Fine-grained, Content-agnostic Network Traffic Analysis for Malicious Activity Detection

Yebo Feng

The rapid evolution of malicious activities in network environments necessitates the development of more effective and efficient detection and mitigation techniques. Traditional traffic analysis (TA) approaches have demonstrated limited efficacy and performance in detecting various malicious activities, resulting in a pressing need for more advanced solutions. To fill the gap, this dissertation proposes several new fine-grained network traffic analysis (FGTA) approaches. These approaches focus on (1) detecting previously hard-to-detect malicious activities by deducing fine-grained, detailed application-layer information in privacy-preserving manners, (2) enhancing usability by providing more explainable results and better adaptability to different network environments, and (3) combining network traffic data with endpoint information to provide users with more comprehensive and accurate protections.

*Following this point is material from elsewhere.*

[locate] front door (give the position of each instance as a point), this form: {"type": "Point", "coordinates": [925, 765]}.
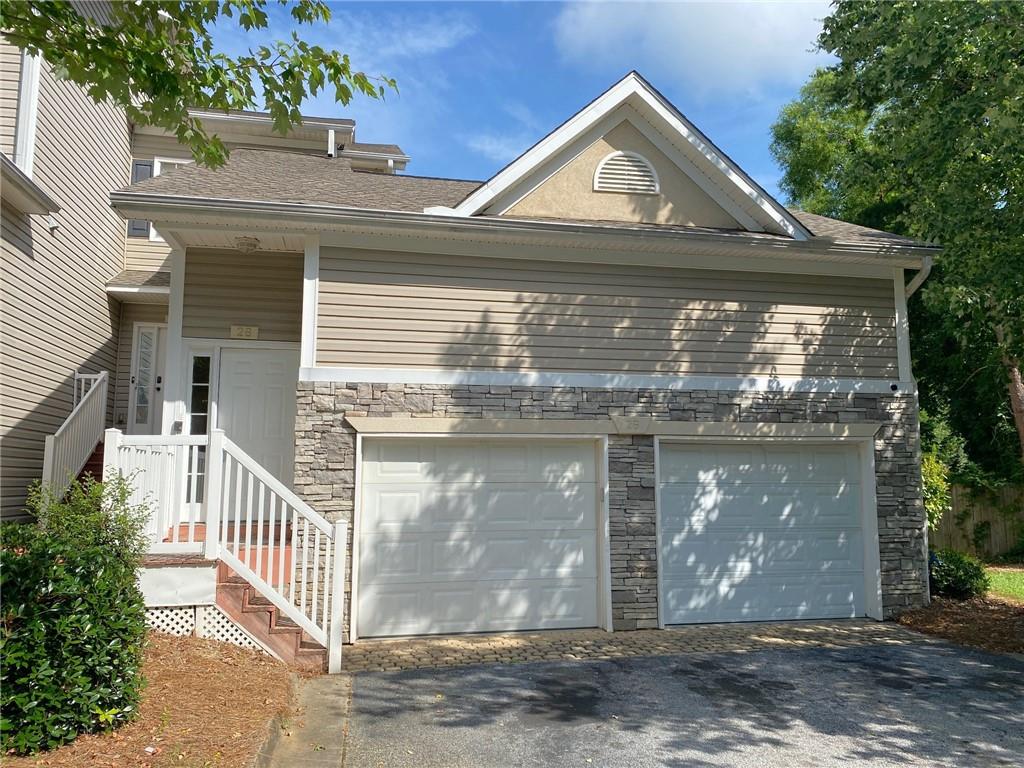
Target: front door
{"type": "Point", "coordinates": [256, 404]}
{"type": "Point", "coordinates": [146, 396]}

We begin by conducting a comprehensive survey of existing FGTA approaches. We then propose CJ-Sniffer, a privacy-aware cryptojacking detection system that efficiently detects cryptojacking traffic. CJ-Sniffer is the first approach to distinguishing cryptojacking traffic from user-initiated cryptocurrency mining traffic, allowing for fine-grained traffic discrimination. This level of fine-grained traffic discrimination has proven challenging to accomplish through traditional TA methodologies. Next, we introduce BotFlowMon, a learning-based, content-agnostic approach for detecting online social network (OSN) bot traffic, which has posed a significant challenge for detection using traditional TA strategies. BotFlowMon is an FGTA approach that relies only on content-agnostic flow-level data as input and utilizes novel algorithms and techniques to classify social bot traffic from real OSN user traffic. To enhance the usability of FGTA-based attack detection, we propose a learning-based DDoS detection approach that emphasizes both explainability and adaptability. This approach provides network administrators with insightful explanatory information and adaptable models for new network environments. Finally, we present a reinforcement learning-based defense approach against L7 DDoS attacks, which combines network traffic data with endpoint information to operate. The proposed approach actively monitors and analyzes the victim server and applies different strategies under different conditions to protect the server while minimizing collateral damage to legitimate requests.

Our evaluation results demonstrate that the proposed approaches achieve high accuracy and efficiency in detecting and mitigating various malicious activities, while maintaining privacy-preserving features, providing explainable and adaptable results, or providing comprehensive application-layer situational awareness. This dissertation significantly advances the fields of FGTA and malicious activity detection.

This dissertation includes published and unpublished co-authored materials.